We will have the actual data sent from BU to Dr Falk and we will meet with him in 3 weeks - Jan 22nd to be exact.

So we walked out of the office today feeling very positive. We asked about the potential for a second stem cell transplant/high dose chemo OR the oral chemo. He said he would wait for the March 3 day analysis to give us his perspective.

So to wrap up the year, it has been a hell of a ride. Chris started what we thought would be a normal year last January, in April we heard the word Amyloidosis for the first time, in May she was confirmed with it, in June she had all her stem cells in her body removed and was given an almost lethal dose of poison (chemo), and in July she returned home 30 pounds lighter, no hair, no immune system, no strength, and in a distant stupor. She sat listless, never smiled, never did anything on her own, and watched life go by. Yet, she has worked relentlessly to get herself back to a normal life. She walks daily, is very independent, and actually yells at me like the good old days. I can't believe I am saying this, but it is so great to here her say "Steve, stop that" or "slow down" or "fix this". Of course she usually says it nicely, but I will take it any way she gives it. Chris has also seen both friends and fellow sufferers pass away from this terrible disease. It scares the daylights out of us, and in fact sets us way back emotionally after we work so hard to rebuild our confidence and optimism.

But now, on the last day of December of 2008, we end the year very optimistic. Chris told the doctor today feels better now than she did a year ago. That is progress, that is medicine, that is the power of prayer, that is the result of hundreds of well wishers all genuinely caring about Chris. She has reconnected with old friends, she has experienced more love than she ever thought possible, she has leaned on many people and they have supported her and she has verified that her family and friends are the most valuable people in the world.

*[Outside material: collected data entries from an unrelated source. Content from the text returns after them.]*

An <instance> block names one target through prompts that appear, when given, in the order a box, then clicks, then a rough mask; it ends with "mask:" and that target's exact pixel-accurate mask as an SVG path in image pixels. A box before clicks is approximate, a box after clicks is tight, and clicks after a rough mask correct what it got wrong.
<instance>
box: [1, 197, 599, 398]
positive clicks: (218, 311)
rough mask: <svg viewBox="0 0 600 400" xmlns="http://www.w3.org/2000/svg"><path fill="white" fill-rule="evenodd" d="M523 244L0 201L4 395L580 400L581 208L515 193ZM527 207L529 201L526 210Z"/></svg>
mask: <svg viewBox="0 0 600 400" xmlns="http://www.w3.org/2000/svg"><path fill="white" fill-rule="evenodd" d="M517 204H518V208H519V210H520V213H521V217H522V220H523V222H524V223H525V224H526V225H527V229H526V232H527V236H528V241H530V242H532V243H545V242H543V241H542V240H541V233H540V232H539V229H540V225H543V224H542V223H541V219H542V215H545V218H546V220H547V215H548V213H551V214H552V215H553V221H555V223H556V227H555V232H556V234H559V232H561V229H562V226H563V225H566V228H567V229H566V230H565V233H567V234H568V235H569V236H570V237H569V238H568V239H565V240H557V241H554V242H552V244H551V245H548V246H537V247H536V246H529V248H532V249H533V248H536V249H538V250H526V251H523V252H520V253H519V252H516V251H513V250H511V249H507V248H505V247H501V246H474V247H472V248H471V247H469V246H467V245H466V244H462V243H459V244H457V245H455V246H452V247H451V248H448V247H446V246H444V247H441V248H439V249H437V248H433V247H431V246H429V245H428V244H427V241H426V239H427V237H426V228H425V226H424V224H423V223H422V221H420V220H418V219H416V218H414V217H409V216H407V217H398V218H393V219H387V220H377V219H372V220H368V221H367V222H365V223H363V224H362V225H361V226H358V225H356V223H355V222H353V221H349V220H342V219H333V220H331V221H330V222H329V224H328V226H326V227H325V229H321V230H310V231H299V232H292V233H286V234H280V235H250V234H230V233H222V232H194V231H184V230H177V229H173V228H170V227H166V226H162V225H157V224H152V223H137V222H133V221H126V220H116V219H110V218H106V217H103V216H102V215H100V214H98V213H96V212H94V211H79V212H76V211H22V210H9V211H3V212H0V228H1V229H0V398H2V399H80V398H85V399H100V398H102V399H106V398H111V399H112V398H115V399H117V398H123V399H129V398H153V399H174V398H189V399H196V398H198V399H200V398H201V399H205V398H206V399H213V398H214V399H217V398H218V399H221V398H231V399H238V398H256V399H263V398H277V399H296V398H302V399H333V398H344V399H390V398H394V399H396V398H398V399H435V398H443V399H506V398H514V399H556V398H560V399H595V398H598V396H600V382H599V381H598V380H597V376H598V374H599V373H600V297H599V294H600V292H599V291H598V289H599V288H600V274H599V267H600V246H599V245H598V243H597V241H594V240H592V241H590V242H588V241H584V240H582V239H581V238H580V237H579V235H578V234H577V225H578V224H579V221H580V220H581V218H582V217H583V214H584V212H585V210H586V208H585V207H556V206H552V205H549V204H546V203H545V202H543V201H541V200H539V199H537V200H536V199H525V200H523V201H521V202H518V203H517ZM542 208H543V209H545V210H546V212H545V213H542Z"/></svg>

For me, I have learned more than I thought possible. I have learned about blood disease, about medicine, about hospital practices, about how doctors think, about clinical trials, support groups, drug research, mortality rates, bio-markers, and how the human body rejects the poison of chemo by attempting to force it flying out of all ends of the body. And I have learned how to clean that up after that as well. But more important than the medical side of things, I have learned an amazing amount about the human side of this. I have seen what complete fear of death looks like, I have seen how a community has given all they possibly can to help a friend in need, I have seen a sibling give up months with her own family to take care of ours, I have seen my colleagues at IBM offer their help and support, and I have seen a very brave and strong woman fight a killer disease like a prizefighter. She may get knocked down, but she gets right back up again and goes the next round. She is amazing.

I have owed my Top 10 lessons learned for months now. I think I first promised back in July. My hope is to write those this coming weekend. I pray nobody ever has to go through what we have been through, but there has been a great deal of learning and I owe it to everyone to share.

I wish you all a very Happy New Year. Drink a toast to both Chris and yourselves as you usher in the new year. I will drink a toast to all of you!!!

And again, my apologies for my delayed posts. I know how many people check it regularly.